ECLI:NL:RVS:2025:820
Raad van State
- Wraking
- D.A. Verburg
- N. Verheij
- E.J. Daalder
- Rechtspraak.nl
Verzoek om wraking van staatsraad mr. W. den Ouden afgewezen
Op 27 februari 2025 heeft verzoeker tijdens een zitting verzocht om wraking van staatsraad mr. W. den Ouden, die als voorzitter van de meervoudige kamer de zaak met nummer 202400040/1/A3 behandelde. Het verzoek om wraking werd gedaan op basis van de stelling dat de staatsraad vooringenomen en partijdig was, omdat hij de behandeling van het hoger beroep vanuit het perspectief van het college van burgemeester en wethouders van Haarlem zou hebben geleid. Verzoeker stelde dat de staatsraad zich klakkeloos had laten voorliegen door het college, geen oog had voor de context en emoties, en waarschijnlijk de stukken niet had gelezen. De staatsraad heeft op het verzoek om wraking niet berust en heeft een schriftelijke reactie ingediend. Tijdens de zitting op 27 februari 2025 is verzoeker, bijgestaan door een gemachtigde, gehoord via een videoverbinding, terwijl de staatsraad geen gebruik maakte van de gelegenheid om gehoord te worden.

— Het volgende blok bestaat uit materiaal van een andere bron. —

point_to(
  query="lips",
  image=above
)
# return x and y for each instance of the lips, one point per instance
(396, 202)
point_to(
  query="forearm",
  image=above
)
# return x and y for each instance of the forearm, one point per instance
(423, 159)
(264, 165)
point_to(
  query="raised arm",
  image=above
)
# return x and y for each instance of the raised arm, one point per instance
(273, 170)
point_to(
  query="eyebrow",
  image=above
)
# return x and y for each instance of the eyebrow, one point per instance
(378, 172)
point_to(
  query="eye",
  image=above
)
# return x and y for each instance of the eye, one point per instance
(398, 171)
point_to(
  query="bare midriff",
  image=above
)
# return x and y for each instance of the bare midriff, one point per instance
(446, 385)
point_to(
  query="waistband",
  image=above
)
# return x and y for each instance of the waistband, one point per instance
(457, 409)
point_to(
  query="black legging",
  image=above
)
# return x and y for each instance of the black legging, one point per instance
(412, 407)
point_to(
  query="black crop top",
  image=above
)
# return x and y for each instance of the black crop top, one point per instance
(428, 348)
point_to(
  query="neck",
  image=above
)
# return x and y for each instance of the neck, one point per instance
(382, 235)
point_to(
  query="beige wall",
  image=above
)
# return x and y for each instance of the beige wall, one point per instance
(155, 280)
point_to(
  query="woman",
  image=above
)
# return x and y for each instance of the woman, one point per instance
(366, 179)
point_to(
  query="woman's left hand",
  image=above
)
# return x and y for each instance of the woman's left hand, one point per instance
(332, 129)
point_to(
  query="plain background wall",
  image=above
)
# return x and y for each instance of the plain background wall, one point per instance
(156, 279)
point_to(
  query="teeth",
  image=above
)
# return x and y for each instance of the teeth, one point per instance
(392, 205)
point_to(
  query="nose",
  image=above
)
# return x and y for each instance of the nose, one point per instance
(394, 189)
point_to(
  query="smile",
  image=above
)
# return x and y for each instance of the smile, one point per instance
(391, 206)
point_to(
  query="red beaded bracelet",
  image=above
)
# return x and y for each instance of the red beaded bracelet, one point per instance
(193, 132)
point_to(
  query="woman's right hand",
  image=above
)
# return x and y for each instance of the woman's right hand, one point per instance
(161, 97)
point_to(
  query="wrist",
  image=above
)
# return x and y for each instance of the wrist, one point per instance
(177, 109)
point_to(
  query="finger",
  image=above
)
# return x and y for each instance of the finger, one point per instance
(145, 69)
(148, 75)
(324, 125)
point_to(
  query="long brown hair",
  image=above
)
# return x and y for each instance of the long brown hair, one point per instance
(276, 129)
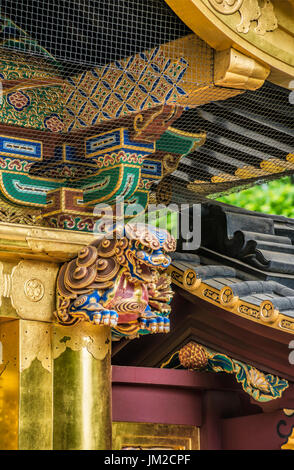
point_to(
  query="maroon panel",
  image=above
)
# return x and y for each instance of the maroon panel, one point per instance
(267, 431)
(156, 404)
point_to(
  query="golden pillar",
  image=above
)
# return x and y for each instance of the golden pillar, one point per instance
(54, 381)
(82, 387)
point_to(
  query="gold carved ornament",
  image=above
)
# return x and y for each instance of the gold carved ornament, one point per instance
(261, 11)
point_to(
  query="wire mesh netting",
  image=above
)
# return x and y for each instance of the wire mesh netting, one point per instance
(108, 98)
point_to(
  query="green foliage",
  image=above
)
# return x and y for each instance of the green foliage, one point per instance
(275, 197)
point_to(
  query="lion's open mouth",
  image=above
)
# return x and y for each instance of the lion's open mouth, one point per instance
(141, 268)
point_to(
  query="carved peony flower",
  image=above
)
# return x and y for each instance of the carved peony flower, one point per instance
(53, 123)
(18, 100)
(258, 380)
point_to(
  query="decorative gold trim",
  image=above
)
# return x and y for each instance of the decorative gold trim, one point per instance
(273, 49)
(152, 436)
(27, 241)
(264, 314)
(94, 338)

De Afdeling heeft het verzoek om wraking op 3 maart 2025 afgewezen. In de overwegingen werd gesteld dat op verzoek van een partij, ingevolge artikel 8:15 van de Algemene wet bestuursrecht (Awb), elke rechter gewraakt kan worden op basis van feiten of omstandigheden die de onpartijdigheid van de rechter in gevaar kunnen brengen. De maatstaf is dat een staatsraad verondersteld wordt onpartijdig te zijn, en het aan de verzoeker is om aan te tonen dat er bijzondere omstandigheden zijn die deze veronderstelling ondermijnen. De Afdeling concludeerde dat verzoeker niet aannemelijk had gemaakt dat de staatsraad vooringenomen of partijdig was, en dat de staatsraad verzoeker voldoende gelegenheid had geboden om zijn standpunten toe te lichten. De keuze van de staatsraad om geen getuigen onder ede te horen werd als een processuele beslissing beschouwd, die niet ter discussie stond in de wrakingsprocedure. De Afdeling oordeelde dat er geen bijkomende aanknopingspunten waren die duidden op vooringenomenheid van de staatsraad.